Furthermore, although the immersion type boiling cooling device was explained in the above embodiment, as shown in FIGS. 5 and 6, an evaporator (15) is stacked between each semiconductor element (14) to form a semiconductor stack This evaporator (15) and condenser (
It goes without saying that the same effect can be achieved even when applied to a non-immersion type boiling cooling device having a configuration in which a connecting pipe (16) is connected between the above and 6).

〔Effect of the invention〕

As described above, according to the present invention, a guide path is formed in the condenser, one end of which communicates with the hole for refrigerant injection and non-condensable gas removal, and the other end of which opens upward. It is possible to provide a boiling cooling device that can completely take out the non-condensable gas that remains in the boiling water and prevent the cooling capacity of the condenser from decreasing.

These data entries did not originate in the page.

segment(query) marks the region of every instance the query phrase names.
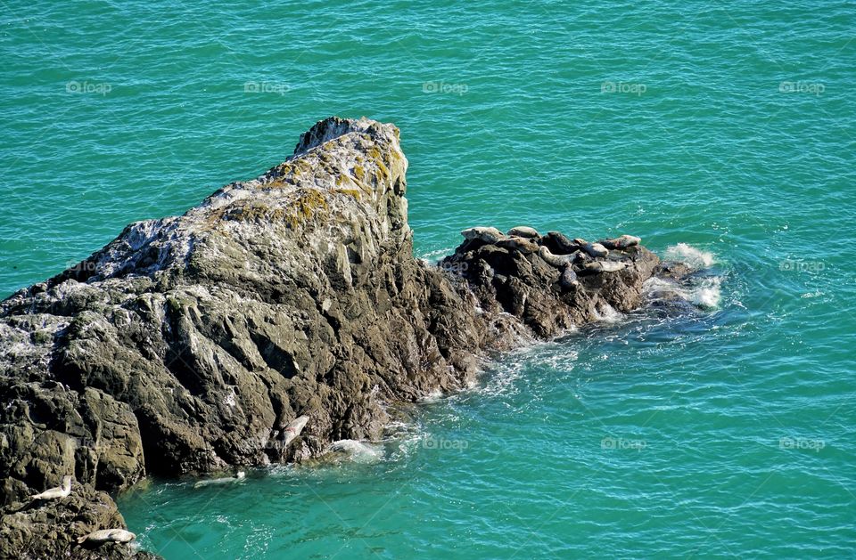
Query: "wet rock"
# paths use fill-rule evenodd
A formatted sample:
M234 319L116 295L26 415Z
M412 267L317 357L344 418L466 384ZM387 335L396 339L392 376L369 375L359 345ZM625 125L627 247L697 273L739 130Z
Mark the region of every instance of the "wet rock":
M590 256L595 257L602 257L609 255L609 249L600 243L585 243L582 246L582 250L588 253Z
M496 243L505 238L497 228L474 227L464 230L461 235L467 240L479 240L484 243Z
M554 255L568 255L581 248L580 243L572 241L559 231L547 231L547 235L541 238L541 245Z
M626 249L629 247L635 247L641 242L641 239L633 235L621 235L614 239L603 239L599 241L599 243L607 249Z
M527 239L538 239L540 237L538 231L535 228L527 227L525 225L518 225L508 230L509 237L524 237Z
M547 247L541 247L538 256L544 259L544 262L556 268L564 268L573 263L575 255L553 255Z
M523 228L415 259L399 137L319 121L259 177L0 302L0 556L127 557L73 548L124 528L100 491L378 439L389 403L466 386L479 355L639 304L659 259L638 245L610 256L621 274ZM70 496L21 509L70 474Z
M562 271L562 277L559 279L559 282L563 288L570 288L579 284L577 273L573 272L572 266L568 265L564 267L564 270Z
M507 239L499 239L497 241L496 245L497 247L501 247L512 251L520 251L524 255L537 253L539 248L540 248L540 246L531 239L523 237L510 237Z
M157 557L121 542L78 542L81 537L108 528L127 529L116 504L106 493L75 483L70 495L60 500L49 504L13 502L4 507L0 517L0 557ZM98 546L93 546L95 544Z

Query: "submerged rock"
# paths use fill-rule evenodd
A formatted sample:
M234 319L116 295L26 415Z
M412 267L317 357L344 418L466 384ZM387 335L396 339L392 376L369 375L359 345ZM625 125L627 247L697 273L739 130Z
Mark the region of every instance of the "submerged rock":
M538 233L538 230L535 228L531 228L526 225L518 225L508 230L509 237L525 237L530 239L534 239L540 237Z
M590 271L597 244L477 227L449 266L415 259L407 167L392 125L319 121L261 176L0 303L0 556L84 555L125 527L98 491L146 475L376 440L388 403L466 386L481 353L639 304L659 260L638 245ZM70 473L79 492L15 509Z

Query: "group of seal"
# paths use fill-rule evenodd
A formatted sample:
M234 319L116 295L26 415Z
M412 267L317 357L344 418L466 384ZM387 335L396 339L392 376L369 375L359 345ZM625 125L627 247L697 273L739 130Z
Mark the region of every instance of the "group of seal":
M70 475L62 477L62 483L54 488L48 488L43 492L39 492L30 497L33 500L49 501L68 498L71 493ZM136 539L136 535L126 529L99 529L78 538L78 544L95 544L101 545L105 542L127 543Z

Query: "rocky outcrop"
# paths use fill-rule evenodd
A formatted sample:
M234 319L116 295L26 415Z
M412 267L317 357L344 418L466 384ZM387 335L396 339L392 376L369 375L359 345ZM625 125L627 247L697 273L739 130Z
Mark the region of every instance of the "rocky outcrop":
M119 542L78 542L96 528L124 526L110 496L74 483L68 497L49 505L31 501L4 507L0 517L0 557L155 558Z
M465 386L483 353L638 304L658 259L630 236L474 228L415 259L407 166L395 126L320 121L263 175L0 303L3 527L32 527L0 554L55 536L40 511L84 554L72 537L124 527L96 491L378 438L387 404ZM66 475L73 501L20 517ZM79 500L107 518L61 515Z

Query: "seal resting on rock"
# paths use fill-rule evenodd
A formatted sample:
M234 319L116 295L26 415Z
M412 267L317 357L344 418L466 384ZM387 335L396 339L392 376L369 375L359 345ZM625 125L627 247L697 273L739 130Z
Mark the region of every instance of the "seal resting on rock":
M600 243L586 243L582 246L582 250L591 256L606 256L609 255L609 249Z
M224 476L223 478L211 478L210 480L201 480L195 484L193 488L202 488L202 486L210 486L211 484L225 484L226 483L236 483L239 480L243 480L246 476L246 473L243 471L238 471L235 473L235 476Z
M285 426L285 441L284 445L288 445L292 442L292 440L300 435L306 423L309 421L309 417L300 416L289 422L288 426Z
M130 542L136 539L130 531L125 529L99 529L93 531L88 535L78 538L78 544L91 542L94 544L103 544L104 542Z
M525 225L518 225L508 230L509 237L525 237L529 239L535 239L541 237L539 235L538 231L535 228L531 228Z
M562 268L566 264L570 264L573 263L576 258L576 255L553 255L550 249L543 245L541 248L539 249L538 256L544 259L545 263L556 268Z
M473 239L479 239L480 241L484 241L485 243L496 243L499 239L505 239L502 231L497 228L486 228L486 227L474 227L464 230L461 231L461 235L464 236L468 241Z
M608 249L626 249L629 247L634 247L642 242L642 239L635 235L622 235L614 239L604 239L600 244Z
M58 499L65 498L71 493L71 477L63 476L62 485L56 488L49 488L44 492L31 496L31 499Z

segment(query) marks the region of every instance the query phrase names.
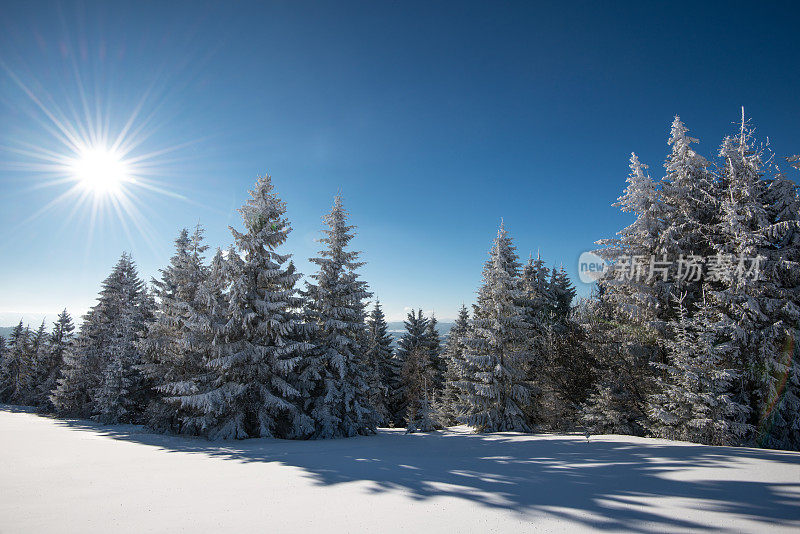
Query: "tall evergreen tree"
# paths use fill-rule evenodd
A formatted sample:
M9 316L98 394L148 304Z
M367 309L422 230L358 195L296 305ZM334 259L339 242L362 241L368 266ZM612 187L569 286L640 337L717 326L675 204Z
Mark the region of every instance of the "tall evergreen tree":
M242 260L233 246L227 251L227 257L228 260L222 250L217 249L194 300L188 303L186 343L192 354L200 357L192 362L199 368L194 371L187 368L184 380L171 382L164 392L163 401L174 407L180 431L184 433L209 434L218 424L214 411L218 398L209 392L219 386L223 377L213 362L220 353L218 346L224 347L229 310L227 291L233 274L242 268Z
M156 430L187 430L181 425L185 414L180 406L166 398L184 392L187 382L195 380L206 363L206 347L194 343L190 321L198 288L206 277L203 254L207 249L200 225L191 236L181 230L170 265L161 270L160 280L153 280L158 306L140 347L141 369L153 390L147 421Z
M8 350L0 369L0 398L3 402L22 404L27 393L27 373L30 369L31 332L22 319L8 336Z
M465 378L462 376L465 368L464 352L466 349L464 336L468 331L469 311L462 304L461 309L458 310L458 316L447 334L443 353L447 370L444 375L444 390L438 403L437 416L442 424L447 426L457 423L464 402L462 400L464 392L461 390L460 384Z
M405 333L397 342L395 351L395 365L401 370L400 375L390 382L389 391L391 392L390 412L392 422L395 426L406 424L406 411L408 409L408 393L402 370L406 367L406 360L411 351L420 348L428 350L428 319L422 314L422 310L408 312L404 321Z
M58 414L92 416L104 423L141 421L147 391L137 343L152 306L136 264L123 253L64 353L50 396Z
M406 394L406 431L430 432L441 425L435 421L431 393L435 379L431 351L424 345L413 348L403 362Z
M303 375L312 379L304 389L310 398L305 411L315 422L314 438L348 437L374 433L377 414L370 406L365 339L367 284L356 272L363 262L360 252L348 250L355 226L341 196L324 217L327 228L320 240L325 248L311 262L319 270L311 276L303 295L306 313L315 325L315 357L307 360Z
M526 320L520 264L501 224L483 269L466 359L466 413L462 420L481 432L530 431L531 399L525 369L530 364L530 325Z
M42 405L47 410L54 410L50 395L57 386L59 376L61 376L61 369L64 365L64 358L67 351L72 347L72 337L75 331L75 325L72 322L72 317L64 309L58 314L58 319L53 323L53 330L50 333L50 342L47 351L46 361L43 362L43 367L46 372L43 373L43 379L38 385L38 393Z
M733 260L709 285L721 311L716 325L740 371L739 398L762 446L800 448L800 202L782 173L765 178L764 151L742 114L719 152L723 189L715 227L717 259ZM757 258L757 259L756 259ZM757 272L753 263L758 262ZM749 265L746 264L749 262Z
M428 362L431 367L430 400L432 404L439 401L444 389L444 373L447 370L447 364L442 358L442 340L439 336L438 324L436 315L432 313L425 328L425 336L428 341Z
M301 275L289 255L276 252L291 225L269 176L258 179L239 212L245 232L231 228L237 250L226 261L227 321L215 332L216 357L208 362L216 376L193 403L211 437L291 437L308 427L292 374L310 348L295 288Z
M123 253L103 282L97 304L100 365L90 391L93 417L107 424L141 422L148 391L139 365L138 342L152 316L152 301L131 256Z
M370 404L378 414L379 424L388 424L389 386L393 377L399 373L392 359L392 336L387 332L386 317L380 301L367 319L367 350L365 358L369 369Z
M690 318L683 298L676 300L668 363L656 364L664 376L658 378L658 393L650 396L651 431L667 439L737 445L752 431L746 422L749 408L735 398L738 373L725 366L727 346L718 340L715 313L702 302Z

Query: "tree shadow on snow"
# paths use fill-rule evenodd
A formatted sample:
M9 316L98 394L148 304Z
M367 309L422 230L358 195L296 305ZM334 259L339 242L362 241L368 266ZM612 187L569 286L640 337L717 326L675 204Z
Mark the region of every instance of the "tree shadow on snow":
M725 480L724 470L752 460L778 462L800 473L800 454L630 438L445 431L324 441L252 439L208 441L151 434L135 425L107 427L56 420L169 452L196 453L240 462L300 467L316 484L370 481L370 492L402 490L410 498L467 499L520 514L561 517L596 529L637 532L674 529L724 530L654 510L652 499L691 499L681 506L732 514L771 526L797 526L800 478L794 483ZM716 468L692 480L682 472ZM752 468L751 468L752 469ZM697 480L698 478L710 480ZM713 478L713 479L712 479ZM668 504L665 506L669 506ZM587 513L588 512L588 513Z

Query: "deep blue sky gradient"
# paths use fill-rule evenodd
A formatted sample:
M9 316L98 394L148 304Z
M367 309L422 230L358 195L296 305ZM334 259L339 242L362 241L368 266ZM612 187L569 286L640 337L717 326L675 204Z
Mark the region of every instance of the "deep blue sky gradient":
M265 172L301 271L341 190L390 318L447 319L473 301L501 217L521 256L577 278L578 255L630 220L611 207L630 152L661 177L675 114L709 157L742 105L778 155L800 152L792 3L561 4L5 2L0 324L82 313L123 250L156 274L182 226L226 246ZM21 85L76 124L83 91L112 131L144 102L134 155L183 145L153 165L184 198L135 189L147 228L109 212L91 240L70 203L28 220L69 184L43 186L19 153L65 151Z

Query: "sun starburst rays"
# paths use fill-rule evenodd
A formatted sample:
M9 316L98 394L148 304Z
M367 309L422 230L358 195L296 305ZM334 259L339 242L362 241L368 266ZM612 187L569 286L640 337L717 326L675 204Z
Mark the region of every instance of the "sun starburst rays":
M87 252L97 229L105 229L112 222L132 242L138 234L155 250L157 232L150 222L153 206L149 198L156 195L188 202L184 195L171 191L164 178L174 161L179 161L177 153L197 141L144 148L156 144L151 138L156 133L160 108L148 102L152 96L149 89L127 116L112 117L108 102L103 105L99 97L90 99L79 79L78 102L66 100L59 105L39 89L40 84L26 84L4 63L0 62L0 67L33 104L24 111L40 132L35 143L14 139L0 145L0 151L6 154L0 159L0 169L29 175L28 190L58 190L54 198L18 224L29 224L62 209L67 212L67 224L61 225L61 231L78 219L88 223ZM114 129L113 124L121 126Z

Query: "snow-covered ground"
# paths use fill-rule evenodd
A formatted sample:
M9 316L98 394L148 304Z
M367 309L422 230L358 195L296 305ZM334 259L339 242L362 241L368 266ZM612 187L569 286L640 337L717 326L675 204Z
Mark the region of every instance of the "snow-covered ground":
M0 532L778 532L800 453L465 428L204 439L0 407Z

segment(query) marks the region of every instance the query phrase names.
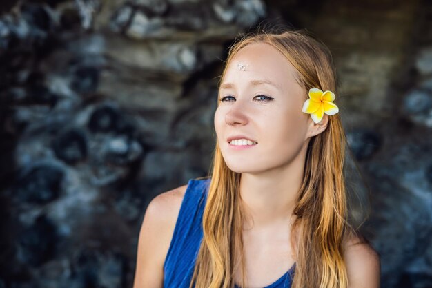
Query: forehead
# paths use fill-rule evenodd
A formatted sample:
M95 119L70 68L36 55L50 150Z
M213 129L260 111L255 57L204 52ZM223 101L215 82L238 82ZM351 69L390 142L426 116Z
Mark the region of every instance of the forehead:
M257 43L242 48L233 57L222 82L235 84L237 81L266 79L283 87L295 82L295 73L294 67L277 49Z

[Brief explanation of the drawing]

FIG. 1 is a sectional view showing the configuration of a boiling cooling device according to an embodiment of the present invention, FIG. 2 is a diagram showing the manufacturing process of the pipe section of the boiling cooling device in FIG. 1, and FIG. FIG. 4 is a detailed enlarged view of the pipe section of the evaporative cooling device, FIG. 4 is a sectional view showing a modification of the pipe section in FIG. 3, and FIG. 5 is a sectional view showing the configuration of the evaporative cooling device in another embodiment of the invention. 6 is a front view taken along the line VI-Vl in FIG. 5, FIG. 7 is a sectional view showing the configuration of a conventional boiling cooling device, and FIG. 8 is a front view of the boiling cooling device in FIG. 7. It is a figure which shows the manufacturing process of a pipe part. In the figure, (6) is a condenser, the cylindrical hole is a hole, and (13) is a guide path. Note that the same reference numerals in each figure indicate the same or corresponding parts. Agent Patent Attorney Masuo Oiwa Figure 7 Figure 8

Claims (1)

[Scope of Claims] A condenser having holes in the side wall for injecting refrigerant and venting non-condensable gas, and introducing high-temperature refrigerant vapor into the interior, condensing it and liquefying it, and discharging it to the outside as a low-temperature refrigerant liquid. An evaporative cooling device characterized in that a guide path is formed in the condenser, one end communicating with the hole and the other end opening upward.